Infectious Disease and Microbiome Program, Broad Institute of Harvard and MIT, Cambridge, MA 02142, USA.
Med Mycol. 2022 Sep 6;60(9). doi: 10.1093/mmy/myac065.
Invasive fungal infections are increasingly common and carry high morbidity and mortality, yet fungal diagnostics lag behind bacterial diagnostics in rapidly identifying the causal pathogen. We previously devised a fluorescent hybridization-based assay to identify bacteria within hours directly from blood culture bottles without subculture, called phylogeny-informed rRNA-based strain identification (Phirst-ID). Here, we adapt this approach to unambiguously identify 11 common pathogenic Candida species, including C. auris, with 100% accuracy from laboratory culture (33 of 33 strains in a reference panel, plus 33 of 33 additional isolates tested in a validation panel). In a pilot study on 62 consecutive positive clinical blood cultures from two hospitals that showed yeast on Gram stain, Candida Phirst-ID matched the clinical laboratory result for 58 of 59 specimens represented in the 11-species reference panel, without misclassifying the 3 off-panel species. It also detected mixed Candida species in 2 of these 62 specimens, including the one discordant classification, that were not identified by standard clinical microbiology workflows; in each case the presence of both species was validated by both clinical and experimental data. Finally, in three specimens that grew both bacteria and yeast, we paired our prior bacterial probeset with this new Candida probeset to detect both pathogen types using Phirst-ID. This simple, robust assay can provide accurate Candida identification within hours directly from blood culture bottles, and the conceptual approach holds promise for pan-microbial identification in a single workflow.

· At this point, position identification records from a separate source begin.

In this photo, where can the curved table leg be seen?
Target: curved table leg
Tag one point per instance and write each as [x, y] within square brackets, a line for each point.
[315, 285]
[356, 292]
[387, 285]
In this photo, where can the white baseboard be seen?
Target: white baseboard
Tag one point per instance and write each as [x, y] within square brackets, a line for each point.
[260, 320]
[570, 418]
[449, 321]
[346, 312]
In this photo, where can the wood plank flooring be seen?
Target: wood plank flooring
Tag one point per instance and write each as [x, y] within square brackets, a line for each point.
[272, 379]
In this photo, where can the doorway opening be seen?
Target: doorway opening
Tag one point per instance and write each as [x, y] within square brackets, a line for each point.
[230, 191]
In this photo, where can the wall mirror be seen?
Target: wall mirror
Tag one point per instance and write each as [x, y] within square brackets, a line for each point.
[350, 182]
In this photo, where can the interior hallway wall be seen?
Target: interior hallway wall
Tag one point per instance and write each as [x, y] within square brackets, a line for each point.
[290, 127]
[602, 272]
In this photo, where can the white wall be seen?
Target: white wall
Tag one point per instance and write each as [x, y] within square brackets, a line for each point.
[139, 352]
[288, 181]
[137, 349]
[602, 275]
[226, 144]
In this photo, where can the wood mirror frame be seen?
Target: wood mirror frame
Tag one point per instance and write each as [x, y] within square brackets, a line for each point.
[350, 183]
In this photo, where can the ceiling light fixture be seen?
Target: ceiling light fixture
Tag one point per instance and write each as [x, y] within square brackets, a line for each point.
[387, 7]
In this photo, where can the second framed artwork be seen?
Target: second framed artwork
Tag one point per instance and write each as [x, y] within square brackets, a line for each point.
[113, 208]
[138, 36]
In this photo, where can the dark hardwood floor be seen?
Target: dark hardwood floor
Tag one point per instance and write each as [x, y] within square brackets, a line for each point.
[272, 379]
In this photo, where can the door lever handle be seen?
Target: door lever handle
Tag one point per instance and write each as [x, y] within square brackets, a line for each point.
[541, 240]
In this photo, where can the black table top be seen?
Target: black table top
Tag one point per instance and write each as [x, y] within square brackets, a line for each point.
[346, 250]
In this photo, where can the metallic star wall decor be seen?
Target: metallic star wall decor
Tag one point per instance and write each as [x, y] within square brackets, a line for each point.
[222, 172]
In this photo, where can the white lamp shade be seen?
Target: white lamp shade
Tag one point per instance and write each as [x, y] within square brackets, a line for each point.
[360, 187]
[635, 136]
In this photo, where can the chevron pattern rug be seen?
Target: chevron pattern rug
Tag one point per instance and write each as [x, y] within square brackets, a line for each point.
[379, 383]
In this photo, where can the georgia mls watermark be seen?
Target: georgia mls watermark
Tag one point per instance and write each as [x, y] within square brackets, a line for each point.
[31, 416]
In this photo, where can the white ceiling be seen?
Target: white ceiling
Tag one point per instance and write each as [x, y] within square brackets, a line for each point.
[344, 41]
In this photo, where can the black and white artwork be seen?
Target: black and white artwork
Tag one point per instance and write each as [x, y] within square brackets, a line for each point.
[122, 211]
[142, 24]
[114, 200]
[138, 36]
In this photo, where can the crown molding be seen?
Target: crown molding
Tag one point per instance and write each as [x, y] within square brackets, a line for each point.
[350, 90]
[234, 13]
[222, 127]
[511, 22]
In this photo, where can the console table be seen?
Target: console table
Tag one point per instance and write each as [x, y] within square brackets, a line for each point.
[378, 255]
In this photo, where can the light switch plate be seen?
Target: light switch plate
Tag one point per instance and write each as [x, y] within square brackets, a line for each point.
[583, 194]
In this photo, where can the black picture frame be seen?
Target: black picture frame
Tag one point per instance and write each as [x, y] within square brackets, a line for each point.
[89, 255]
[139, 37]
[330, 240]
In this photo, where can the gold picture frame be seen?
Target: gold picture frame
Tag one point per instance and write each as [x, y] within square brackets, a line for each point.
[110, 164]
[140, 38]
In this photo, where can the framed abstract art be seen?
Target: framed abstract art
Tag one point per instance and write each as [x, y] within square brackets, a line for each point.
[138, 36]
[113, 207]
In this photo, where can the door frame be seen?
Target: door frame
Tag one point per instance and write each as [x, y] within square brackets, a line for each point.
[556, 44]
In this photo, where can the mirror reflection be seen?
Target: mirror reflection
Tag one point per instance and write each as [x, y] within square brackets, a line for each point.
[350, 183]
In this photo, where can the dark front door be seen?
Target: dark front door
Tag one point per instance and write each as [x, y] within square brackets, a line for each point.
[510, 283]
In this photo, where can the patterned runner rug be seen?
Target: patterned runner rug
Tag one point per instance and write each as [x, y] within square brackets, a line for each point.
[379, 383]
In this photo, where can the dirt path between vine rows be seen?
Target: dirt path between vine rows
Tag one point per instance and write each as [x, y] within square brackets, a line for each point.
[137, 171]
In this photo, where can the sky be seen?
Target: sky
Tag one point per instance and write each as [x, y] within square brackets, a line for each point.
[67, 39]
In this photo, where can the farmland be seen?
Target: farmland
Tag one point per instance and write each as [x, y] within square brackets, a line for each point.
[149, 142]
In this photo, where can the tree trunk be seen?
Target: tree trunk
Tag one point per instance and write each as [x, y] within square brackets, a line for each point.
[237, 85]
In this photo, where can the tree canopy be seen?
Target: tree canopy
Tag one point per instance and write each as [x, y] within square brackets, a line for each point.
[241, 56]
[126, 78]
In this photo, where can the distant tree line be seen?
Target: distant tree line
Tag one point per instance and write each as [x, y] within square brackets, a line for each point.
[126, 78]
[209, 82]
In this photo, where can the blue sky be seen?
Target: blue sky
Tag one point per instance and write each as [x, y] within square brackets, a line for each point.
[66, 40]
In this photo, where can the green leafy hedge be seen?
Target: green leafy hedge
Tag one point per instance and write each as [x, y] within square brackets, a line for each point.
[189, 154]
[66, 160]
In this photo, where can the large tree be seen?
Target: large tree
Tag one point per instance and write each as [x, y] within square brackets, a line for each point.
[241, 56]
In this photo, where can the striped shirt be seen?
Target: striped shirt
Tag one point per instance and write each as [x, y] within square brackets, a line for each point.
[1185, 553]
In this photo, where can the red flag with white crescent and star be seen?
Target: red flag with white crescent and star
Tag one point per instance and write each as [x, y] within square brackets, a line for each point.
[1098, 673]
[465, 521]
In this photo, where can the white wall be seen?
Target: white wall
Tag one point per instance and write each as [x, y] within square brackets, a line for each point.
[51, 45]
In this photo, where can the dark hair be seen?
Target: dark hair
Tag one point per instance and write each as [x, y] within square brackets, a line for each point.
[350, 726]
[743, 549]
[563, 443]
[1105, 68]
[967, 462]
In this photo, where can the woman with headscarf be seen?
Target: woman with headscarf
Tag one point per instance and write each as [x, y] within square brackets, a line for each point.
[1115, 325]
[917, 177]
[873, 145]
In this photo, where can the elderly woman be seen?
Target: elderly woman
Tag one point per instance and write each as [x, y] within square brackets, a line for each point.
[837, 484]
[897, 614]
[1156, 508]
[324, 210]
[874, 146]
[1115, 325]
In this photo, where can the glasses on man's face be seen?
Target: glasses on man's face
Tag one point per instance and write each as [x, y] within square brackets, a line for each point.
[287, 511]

Candida bloodstream infections cause considerable morbidity and mortality, yet slow diagnostics delay recognition, worsening patient outcomes. We develop and validate a novel molecular approach to accurately identify Candida species directly from blood culture one day faster than standard workflows.
侵袭性真菌感染越来越常见,且具有较高的发病率和死亡率,但真菌诊断在快速识别致病病原体方面落后于细菌诊断。我们之前设计了一种基于荧光杂交的检测方法,可以在不进行培养的情况下,直接在血液培养瓶中快速识别细菌,该方法称为基于系统发育的 rRNA 菌株鉴定(Phirst-ID)。在这里,我们对该方法进行了改进,使其能够以 100%的准确度从实验室培养物中明确鉴定出 11 种常见的致病性念珠菌,包括 C. auris,这一准确度在参考面板中的 33 株参考菌株和验证面板中另外 33 株额外分离株中均得到验证。在一项来自两家医院的 62 例连续阳性临床血培养的试点研究中,这些血培养物在革兰氏染色中显示有酵母,在 11 种念珠菌参考面板中,59 个样本中有 58 个的 Candida Phirst-ID 与临床实验室结果相匹配,没有错误分类 3 个不在面板内的种属。它还在这 62 个样本中的 2 个样本中检测到混合念珠菌种属,其中包括一个不一致的分类,这在标准的临床微生物学工作流程中无法识别;在每种情况下,临床和实验数据都验证了这两种种属的存在。最后,在 3 个同时培养出细菌和酵母的标本中,我们用之前的细菌探针组和新的念珠菌探针组配对,使用 Phirst-ID 来检测两种病原体类型。这种简单、稳健的检测方法可以在血液培养瓶中直接在 1 天内提供准确的念珠菌鉴定,这种概念性方法有望在单个工作流程中实现对多种微生物的鉴定。
念珠菌血流感染会导致严重的发病率和死亡率,但缓慢的诊断会延迟识别,从而使患者的预后恶化。我们开发并验证了一种新的分子方法,可以比标准工作流程快一天直接从血液培养瓶中准确识别念珠菌种属。